No voy a empezar acá un panfleto en contra de la exclusión: es algo de lo cual se habla demasiado, y la mayoría de las veces con más elementos de los que yo dispongo. Pero sí quiero remarcar la construcción del “nosotros” que realiza Piro. Un “nosotros” que se horroriza ante Treblinka, que sólo puede leer la proposición de Swift en clave irónica, pero que es cómplice, promotor y ejecutor siniestro de crímenes escalofriantes (las matanzas de animales). Ese “nosotros” no existe. Ese “nosotros” pretende dar cuenta de una conquista de rasgos de humanidad por parte de todas las personas por igual, conquista que cada vez está más lejos de conquistarse. La división de aguas entre el mundo de “nosotros” y el mundo de “los animales” lo único que provoca en este contexto es confusión, inducirnos a creer que somos algo que no todos somos. También sirve para, ante el aserto de que “la humanidad vino al mundo al sólo efecto de destruir”, suponer que la solución es una solución fundamentalista (y volvernos fundamentalistas) o irrealizable (y que, por lo tanto, mejor dejar las cosas como están.)

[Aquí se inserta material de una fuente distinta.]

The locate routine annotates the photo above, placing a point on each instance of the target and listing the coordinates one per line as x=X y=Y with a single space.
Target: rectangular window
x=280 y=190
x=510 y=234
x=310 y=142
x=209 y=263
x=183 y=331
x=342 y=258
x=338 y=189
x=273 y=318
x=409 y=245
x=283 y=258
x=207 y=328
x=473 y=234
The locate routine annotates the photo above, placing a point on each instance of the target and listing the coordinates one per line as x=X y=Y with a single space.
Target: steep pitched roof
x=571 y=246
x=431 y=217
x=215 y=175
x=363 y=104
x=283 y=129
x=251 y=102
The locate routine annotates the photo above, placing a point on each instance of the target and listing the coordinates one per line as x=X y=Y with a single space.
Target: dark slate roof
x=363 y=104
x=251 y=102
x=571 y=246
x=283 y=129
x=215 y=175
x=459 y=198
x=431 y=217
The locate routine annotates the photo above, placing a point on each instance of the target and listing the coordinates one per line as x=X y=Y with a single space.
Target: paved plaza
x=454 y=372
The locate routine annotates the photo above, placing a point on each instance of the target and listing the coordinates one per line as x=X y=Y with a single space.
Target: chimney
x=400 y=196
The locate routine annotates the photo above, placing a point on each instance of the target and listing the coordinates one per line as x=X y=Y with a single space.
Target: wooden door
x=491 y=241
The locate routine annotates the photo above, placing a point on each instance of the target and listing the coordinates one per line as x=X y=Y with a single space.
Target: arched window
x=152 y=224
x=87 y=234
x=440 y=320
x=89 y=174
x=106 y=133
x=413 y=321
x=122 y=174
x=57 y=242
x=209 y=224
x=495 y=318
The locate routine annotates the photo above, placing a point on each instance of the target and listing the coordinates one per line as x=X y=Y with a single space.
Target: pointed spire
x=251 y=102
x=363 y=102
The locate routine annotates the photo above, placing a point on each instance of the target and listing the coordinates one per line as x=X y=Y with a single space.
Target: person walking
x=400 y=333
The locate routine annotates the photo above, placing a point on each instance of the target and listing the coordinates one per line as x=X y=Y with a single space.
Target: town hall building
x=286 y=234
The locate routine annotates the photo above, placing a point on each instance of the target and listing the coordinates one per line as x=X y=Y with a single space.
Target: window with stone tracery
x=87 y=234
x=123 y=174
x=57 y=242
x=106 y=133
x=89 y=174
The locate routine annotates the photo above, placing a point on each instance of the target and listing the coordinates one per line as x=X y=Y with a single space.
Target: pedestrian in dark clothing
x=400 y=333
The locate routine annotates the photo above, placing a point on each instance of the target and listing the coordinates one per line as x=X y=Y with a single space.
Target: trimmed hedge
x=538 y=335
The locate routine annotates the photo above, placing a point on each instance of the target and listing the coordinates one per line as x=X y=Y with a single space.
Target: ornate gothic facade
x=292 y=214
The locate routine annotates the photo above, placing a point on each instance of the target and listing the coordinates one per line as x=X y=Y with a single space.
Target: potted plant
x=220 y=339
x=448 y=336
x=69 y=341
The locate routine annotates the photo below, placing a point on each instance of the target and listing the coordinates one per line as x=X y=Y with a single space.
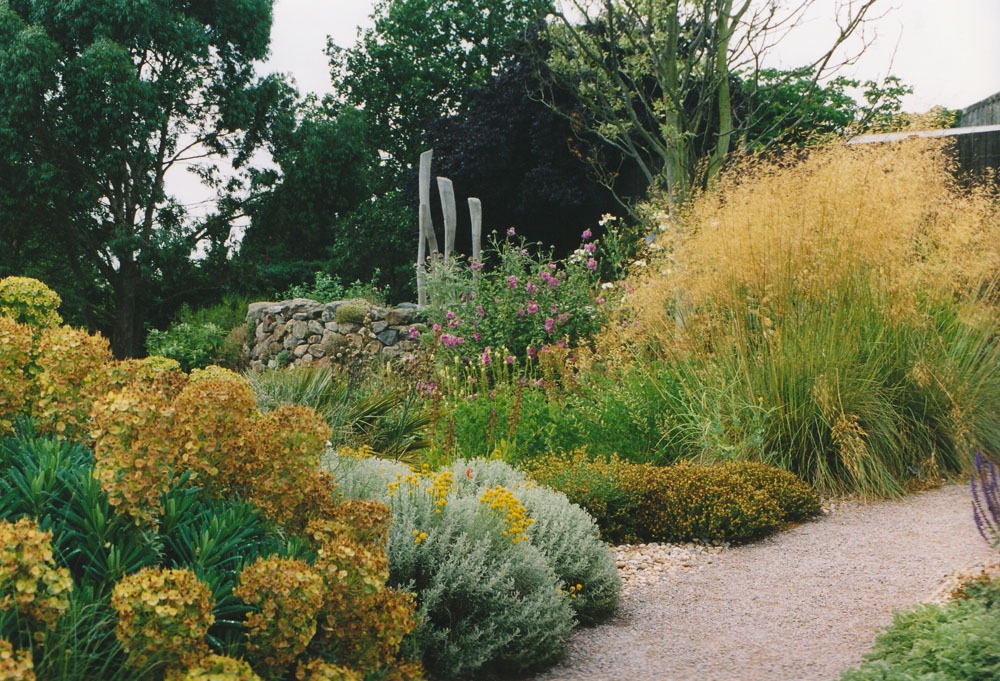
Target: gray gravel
x=802 y=605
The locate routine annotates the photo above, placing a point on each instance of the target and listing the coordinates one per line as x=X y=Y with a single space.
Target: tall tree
x=419 y=61
x=650 y=76
x=98 y=102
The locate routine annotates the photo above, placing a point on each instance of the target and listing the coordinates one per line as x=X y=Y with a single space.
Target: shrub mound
x=736 y=501
x=502 y=569
x=959 y=641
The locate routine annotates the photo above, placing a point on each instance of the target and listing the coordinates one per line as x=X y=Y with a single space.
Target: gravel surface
x=802 y=605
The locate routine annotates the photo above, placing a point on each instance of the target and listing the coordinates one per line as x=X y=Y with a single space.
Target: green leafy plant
x=502 y=570
x=956 y=641
x=326 y=288
x=516 y=303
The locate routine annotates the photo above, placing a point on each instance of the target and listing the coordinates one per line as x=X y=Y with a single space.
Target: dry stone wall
x=305 y=332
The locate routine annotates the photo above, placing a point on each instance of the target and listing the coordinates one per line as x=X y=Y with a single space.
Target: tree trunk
x=126 y=335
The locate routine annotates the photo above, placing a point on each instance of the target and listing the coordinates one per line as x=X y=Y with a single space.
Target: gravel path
x=800 y=606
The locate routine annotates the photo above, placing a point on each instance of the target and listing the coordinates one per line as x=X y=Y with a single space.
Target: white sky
x=948 y=50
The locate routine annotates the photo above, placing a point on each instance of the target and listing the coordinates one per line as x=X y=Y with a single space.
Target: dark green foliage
x=420 y=60
x=201 y=337
x=959 y=641
x=101 y=102
x=53 y=481
x=736 y=501
x=520 y=158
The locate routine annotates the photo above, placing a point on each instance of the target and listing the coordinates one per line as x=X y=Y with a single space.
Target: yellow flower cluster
x=320 y=670
x=30 y=302
x=15 y=666
x=72 y=370
x=287 y=595
x=515 y=516
x=30 y=583
x=15 y=353
x=441 y=485
x=163 y=616
x=214 y=668
x=360 y=618
x=145 y=436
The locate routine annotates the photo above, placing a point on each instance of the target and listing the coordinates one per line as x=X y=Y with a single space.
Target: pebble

La propuesta de La Capria de la cual se hace eco Piro tiene un costado interesante: básicamente da lugar a pensar que si todos estuviéramos obligados a matar los animales que comemos, podríamos tener hijos que sean como Albert Camus. Pero no creo que la propuesta esté hecha en ese sentido, al menos en la orientación que le da Piro en los últimos párrafos, cuando habla de “crímenes escalofriantes de los que no sólo somos cómplices, sino también promotores y, en cierto modo, ejecutores siniestros”. A diferencia de lo que en su momento me ocurrió con “la otra” modesta proposición, no puedo leer ésta en otro sentido que no sea el de la literalidad. ¿Me estaré perdiendo algo?